Besides four “pods” displaying Helio products, the store also features prints of images–like the voluptuous “Sugarluxe Girls” by artist Chandra Michaels–that users can upload as screen savers for $1.99. “One of the design tenets of what we are doing is that we are not a typical gigantic phone company that has no lifestyle attached to it,” Spencer says. Users can even come and get their devices “spa treatments”–pressured-air cleanings, alcohol rubs–for free.
In the half-hour I was at the Santa Monica store, only one customer showed up. Granted, it was a Friday morning, and the store had just opened. And the Ocean is not out yet–it goes on sale this spring. Only then will Helio know whether the stores will be packed with early adopters, drawn in by design, who will become hooked on a machine that delivers. At first, perhaps, interface and functionality will matter more than silver stripes and the thwack of a keyboard. “When a product category emerges, early adopters look from a functional perspective,” says Steve Walker, vice president and global head of marketing at Sony Ericsson. “But when the market matures–with later-adopting consumers, who have less functional demands–the importance of the aesthetic design becomes proportionally more important.”

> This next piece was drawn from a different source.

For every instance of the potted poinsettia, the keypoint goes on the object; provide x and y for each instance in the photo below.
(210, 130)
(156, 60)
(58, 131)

Helio is certainly aiming at that larger market; it wants to sell phones to more people than geeks, or even hipsters in SoHo and Santa Monica. Already, the device is being discussed in the same breath as the iPhone. But just how the Ocean, the iPhone, and other do-it-all devices will compete and coexist in different markets won’t be clear until the competition, and the shakeout, begin this spring.
Meanwhile, there is no rest for Helio’s designers. Back at headquarters, after our chat, Duarte grabbed a Red Bull out of the fridge in the break room. “One might imagine we’re working on future products as we speak,” he said with a grin.
David Talbot is TR’s chief correspondent.